February 25, 2015

Not Dark Yet.

In the South, snow is something to celebrate.

The liquor store was packed with the kind of men who walked with their legs far apart, and looked at us too long as we laughed in the parking lot, our eyelashes and teeth cold and wet. 


Erin drove too fast, and we skidded slowly down a back road. I thought briefly of the forested trees outside the window, (wondered how it would feel to wrap metal and bone around their branches), but we adjusted and kept moving forward. 


Pounded tough limes into giant green and orange plastic cups, disguised the taste of cheap gin and drank like we were kids at a driveway hose. 

In bed, I put on the one Bob Dylan song that doesn’t make me feel like I’m listening to a Bob Dylan song

The conversation felt right. Everything has gotten simpler, and when we talk about it the pain is like a bruise and not a wound. 
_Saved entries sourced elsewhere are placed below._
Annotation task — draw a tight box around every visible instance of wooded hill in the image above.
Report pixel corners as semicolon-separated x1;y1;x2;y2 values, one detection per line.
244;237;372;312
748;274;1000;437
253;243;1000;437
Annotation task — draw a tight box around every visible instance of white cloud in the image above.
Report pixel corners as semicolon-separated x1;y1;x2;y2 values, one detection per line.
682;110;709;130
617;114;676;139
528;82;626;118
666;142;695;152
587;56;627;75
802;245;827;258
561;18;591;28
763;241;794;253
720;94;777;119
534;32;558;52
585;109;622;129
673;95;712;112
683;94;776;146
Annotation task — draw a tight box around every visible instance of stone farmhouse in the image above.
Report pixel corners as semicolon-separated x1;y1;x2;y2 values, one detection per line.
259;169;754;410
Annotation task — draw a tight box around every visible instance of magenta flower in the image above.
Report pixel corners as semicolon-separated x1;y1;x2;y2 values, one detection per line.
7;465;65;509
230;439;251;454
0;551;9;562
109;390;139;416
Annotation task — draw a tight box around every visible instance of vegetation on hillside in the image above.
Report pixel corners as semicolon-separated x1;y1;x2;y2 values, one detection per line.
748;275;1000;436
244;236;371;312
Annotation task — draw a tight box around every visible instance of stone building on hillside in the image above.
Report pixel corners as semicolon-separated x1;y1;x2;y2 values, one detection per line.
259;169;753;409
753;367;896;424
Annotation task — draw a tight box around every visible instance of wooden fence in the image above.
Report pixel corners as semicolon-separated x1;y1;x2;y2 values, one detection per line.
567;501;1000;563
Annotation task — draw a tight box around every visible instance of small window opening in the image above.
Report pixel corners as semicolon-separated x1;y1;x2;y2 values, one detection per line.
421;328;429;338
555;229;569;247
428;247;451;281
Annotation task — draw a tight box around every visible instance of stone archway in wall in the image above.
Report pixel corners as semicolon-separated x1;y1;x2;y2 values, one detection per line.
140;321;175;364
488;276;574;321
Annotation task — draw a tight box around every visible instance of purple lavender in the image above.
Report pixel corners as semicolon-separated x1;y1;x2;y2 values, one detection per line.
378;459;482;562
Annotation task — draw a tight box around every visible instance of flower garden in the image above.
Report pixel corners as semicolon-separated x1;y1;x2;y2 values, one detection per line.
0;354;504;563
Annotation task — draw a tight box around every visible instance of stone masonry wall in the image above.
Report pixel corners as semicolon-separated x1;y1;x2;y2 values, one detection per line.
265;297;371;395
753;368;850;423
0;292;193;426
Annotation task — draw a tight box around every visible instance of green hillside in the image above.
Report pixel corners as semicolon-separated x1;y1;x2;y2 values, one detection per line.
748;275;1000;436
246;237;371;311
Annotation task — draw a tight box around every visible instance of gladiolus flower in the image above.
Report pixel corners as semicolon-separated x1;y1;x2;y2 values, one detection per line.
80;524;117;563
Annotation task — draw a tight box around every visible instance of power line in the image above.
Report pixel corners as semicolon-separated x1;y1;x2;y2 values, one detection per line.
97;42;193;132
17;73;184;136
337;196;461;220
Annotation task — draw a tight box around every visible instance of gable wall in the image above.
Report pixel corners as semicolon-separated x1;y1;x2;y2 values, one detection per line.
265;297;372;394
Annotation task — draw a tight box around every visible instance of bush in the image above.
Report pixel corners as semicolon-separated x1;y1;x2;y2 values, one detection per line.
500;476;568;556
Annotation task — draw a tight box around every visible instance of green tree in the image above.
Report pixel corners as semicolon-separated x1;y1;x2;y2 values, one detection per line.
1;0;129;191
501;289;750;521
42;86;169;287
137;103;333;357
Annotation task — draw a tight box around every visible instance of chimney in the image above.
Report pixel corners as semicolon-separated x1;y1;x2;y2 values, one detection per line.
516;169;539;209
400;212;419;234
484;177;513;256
She smiles about her new relationship, cracks jokes about shaving too much these days, destroying her bedroom floor trying to figure out which shoes to wear. I get serious about my endings. “I’m thankful he’s been in my life these past four years, but I’m just finally realising I deserve more. I don’t just objectively know I deserve more, I actually want it.” 


It always surprising to me how simply endings come -- how quickly your heart can be vacated by every ghost. 
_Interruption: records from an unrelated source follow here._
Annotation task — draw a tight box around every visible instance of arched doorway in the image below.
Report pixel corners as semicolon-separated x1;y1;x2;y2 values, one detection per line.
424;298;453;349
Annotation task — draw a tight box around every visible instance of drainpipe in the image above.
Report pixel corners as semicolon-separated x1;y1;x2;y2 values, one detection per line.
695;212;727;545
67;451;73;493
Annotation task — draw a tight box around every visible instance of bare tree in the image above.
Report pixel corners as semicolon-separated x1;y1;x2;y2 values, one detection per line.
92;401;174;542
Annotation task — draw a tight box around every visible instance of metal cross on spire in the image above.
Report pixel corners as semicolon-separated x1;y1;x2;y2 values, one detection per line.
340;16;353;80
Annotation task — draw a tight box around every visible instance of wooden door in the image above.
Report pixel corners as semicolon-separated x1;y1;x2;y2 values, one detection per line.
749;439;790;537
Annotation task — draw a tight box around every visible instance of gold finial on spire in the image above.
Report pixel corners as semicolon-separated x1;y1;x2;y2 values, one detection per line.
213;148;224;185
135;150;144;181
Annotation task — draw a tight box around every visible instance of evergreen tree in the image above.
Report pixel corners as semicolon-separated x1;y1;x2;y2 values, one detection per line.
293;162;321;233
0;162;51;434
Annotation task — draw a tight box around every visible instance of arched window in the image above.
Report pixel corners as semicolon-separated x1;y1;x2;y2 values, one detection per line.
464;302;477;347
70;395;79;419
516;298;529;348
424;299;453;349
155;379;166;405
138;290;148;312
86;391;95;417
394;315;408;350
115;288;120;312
Knowing I could be gone for a year, I looked at everything with more joy and more sorrow. 

Deepan angled into the corner of the bar, serious-eyed but smiling. 

My sister sleeping by her window in the morning, pink and snowy. 
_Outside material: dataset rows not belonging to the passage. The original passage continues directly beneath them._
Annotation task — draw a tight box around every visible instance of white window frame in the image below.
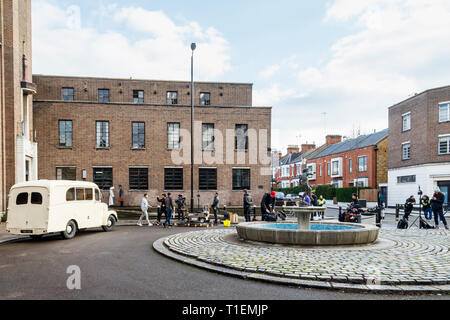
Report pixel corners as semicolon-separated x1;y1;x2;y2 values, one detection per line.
438;134;450;155
330;157;343;178
439;102;450;123
402;141;411;160
402;112;411;131
358;156;367;172
306;163;316;180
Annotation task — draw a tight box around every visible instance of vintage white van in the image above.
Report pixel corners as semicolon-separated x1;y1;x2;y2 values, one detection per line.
6;180;118;240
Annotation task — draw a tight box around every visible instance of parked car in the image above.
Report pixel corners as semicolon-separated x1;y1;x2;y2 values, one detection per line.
275;192;285;201
285;194;299;201
6;180;118;240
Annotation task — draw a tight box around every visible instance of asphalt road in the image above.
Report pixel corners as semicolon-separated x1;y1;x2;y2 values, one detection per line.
0;210;446;300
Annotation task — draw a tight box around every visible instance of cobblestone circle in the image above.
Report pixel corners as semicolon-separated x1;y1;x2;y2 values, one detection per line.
162;227;450;289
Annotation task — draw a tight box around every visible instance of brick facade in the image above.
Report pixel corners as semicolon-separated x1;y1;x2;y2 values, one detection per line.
33;76;271;207
388;86;450;169
0;0;36;214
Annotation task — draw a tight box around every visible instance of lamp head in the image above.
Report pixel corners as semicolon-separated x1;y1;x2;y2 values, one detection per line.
191;43;196;51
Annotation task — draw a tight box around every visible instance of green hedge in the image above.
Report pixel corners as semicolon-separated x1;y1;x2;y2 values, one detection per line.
314;185;336;200
274;185;374;202
273;185;308;195
335;187;372;202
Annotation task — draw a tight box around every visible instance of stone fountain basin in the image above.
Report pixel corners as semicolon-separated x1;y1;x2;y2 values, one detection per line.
236;221;379;246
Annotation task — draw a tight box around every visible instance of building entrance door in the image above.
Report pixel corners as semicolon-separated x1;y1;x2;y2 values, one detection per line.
438;181;450;208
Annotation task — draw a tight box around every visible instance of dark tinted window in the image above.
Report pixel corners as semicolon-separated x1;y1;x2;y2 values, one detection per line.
66;188;75;201
16;192;28;205
95;189;100;201
199;168;217;190
93;168;113;190
129;168;148;190
232;168;250;190
164;168;183;190
31;192;43;204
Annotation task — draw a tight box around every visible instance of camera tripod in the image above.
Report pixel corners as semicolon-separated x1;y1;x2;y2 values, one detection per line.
409;186;423;229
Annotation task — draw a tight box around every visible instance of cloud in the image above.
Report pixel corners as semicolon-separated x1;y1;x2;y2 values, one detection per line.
31;1;231;81
259;64;280;79
261;0;450;150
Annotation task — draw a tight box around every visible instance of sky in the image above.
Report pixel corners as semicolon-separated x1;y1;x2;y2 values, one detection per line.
31;0;450;153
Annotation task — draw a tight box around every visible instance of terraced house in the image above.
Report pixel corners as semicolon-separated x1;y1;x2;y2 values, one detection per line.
305;130;388;193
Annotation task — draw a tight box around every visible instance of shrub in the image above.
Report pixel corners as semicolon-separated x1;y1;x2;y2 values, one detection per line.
336;187;372;202
314;185;336;200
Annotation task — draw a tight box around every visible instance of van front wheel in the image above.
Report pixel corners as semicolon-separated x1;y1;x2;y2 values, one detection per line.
102;215;116;232
62;220;77;239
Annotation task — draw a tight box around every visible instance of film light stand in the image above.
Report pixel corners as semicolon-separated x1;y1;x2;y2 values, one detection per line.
409;186;423;229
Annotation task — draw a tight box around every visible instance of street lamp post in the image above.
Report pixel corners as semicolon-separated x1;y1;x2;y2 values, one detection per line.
190;43;196;214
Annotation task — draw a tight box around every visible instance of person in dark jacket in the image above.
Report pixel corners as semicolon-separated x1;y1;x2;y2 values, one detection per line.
212;192;219;224
431;188;448;230
349;193;361;209
421;195;432;220
261;191;277;221
156;194;166;224
175;194;185;220
118;185;125;207
243;190;253;222
404;195;416;220
163;193;174;228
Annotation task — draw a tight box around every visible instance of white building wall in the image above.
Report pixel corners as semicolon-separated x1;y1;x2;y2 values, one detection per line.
387;162;450;206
My own reflection, pale and reluctantly hopeful. 

I’ll be laughing for years at the memory of Erin running down the hallway naked, a fistful of weed clutched in her palm. 

When I lean back against the grey walls, the lyrics ring in my head:  I know it looks like I’m movin’ / but I’m standin’ still. 

February 24, 2015

Again.

.

I decided to go to Canada.

They sent me an email yesterday, telling me the best way to reach them from the Vancouver airport is to take a bus to a bus to a ferry to a bus.... and then to hitch hike the rest of the way.

So there's that.

Truthfully, it felt good to be asked, "How long will you be gone?" and to respond, "Indefinitely."

February 16, 2015

(our window in Zaventem, Belgium)

I've been back in Georgia for a little over a week, and already, the little life I lived in Belgium seems like something that happened to another person. I used to be very good at feeling things. When life happened to me, whether by choice or by circumstance, I knew how to work through the ramifications. Meredith and I used to die laughing at our reworked version of "Anything You Can Do, I Can Do Better." We changed the words to "Anything You Can Feel, I Can Feel Better." I've lost track of that ability.

One thing I've learned about myself and about writers in general is that we're constantly trying to frame our reality. I need my daily life to have a story arc. Perhaps my sense of displacement isn't merely culture shock, or some reaction to the stop and start speed of my life, but rather from my inability to tie the pieces together in a coherent way.

Technically, I'm supposed to be on a flight to Vancouver in two weeks. But I'm stuck again. Trapped and not sure what, if anything, is more important in the big picture. I can stay in Atlanta and battle my way through the bleakness of it. All money and laying low and wading through relationships I should have made my mind up about years ago. Or I can run away for two weeks or a month to new people and a new place. Snow and books and bread. The choice seems clear if I look at it with my "personal fulfilment" lenses, but more complex when I attempt to be responsible.

Amy called this morning. I haven't saved her number in my phone even after 5 weeks of living together in Zaventem. But when the area code read Florida, I knew it was her. She told me she was calling to say maybe I should become a Catholic. That was her reason for calling! I laughed at the absurdity of it, but sobered up when she explained. "From what I know, they see things in black and white. It seems like that's what you're after. It seems like that's what you need."


February 12, 2015

Changes.


The whole time I was in Europe, I was itching and antsy to be sharing my experiences and thoughts with you. But I kept thinking, no, that's not what this blog is for. I've been nursing this little half-secret pet-project of mine since I was sixteen. When you do something for so long, you start to think you can't change the way that you do it.

But I've been changing a lot lately. My hair, my city, my job, my relationships. Why not bundle all those changes together and throw my little blog in with the lot?

So, here's what's happening: I'll be writing more.

More frequently.
More personally.
More wholeheartedly.

It might be a flop, but I love flops. They're so delightfully undignified.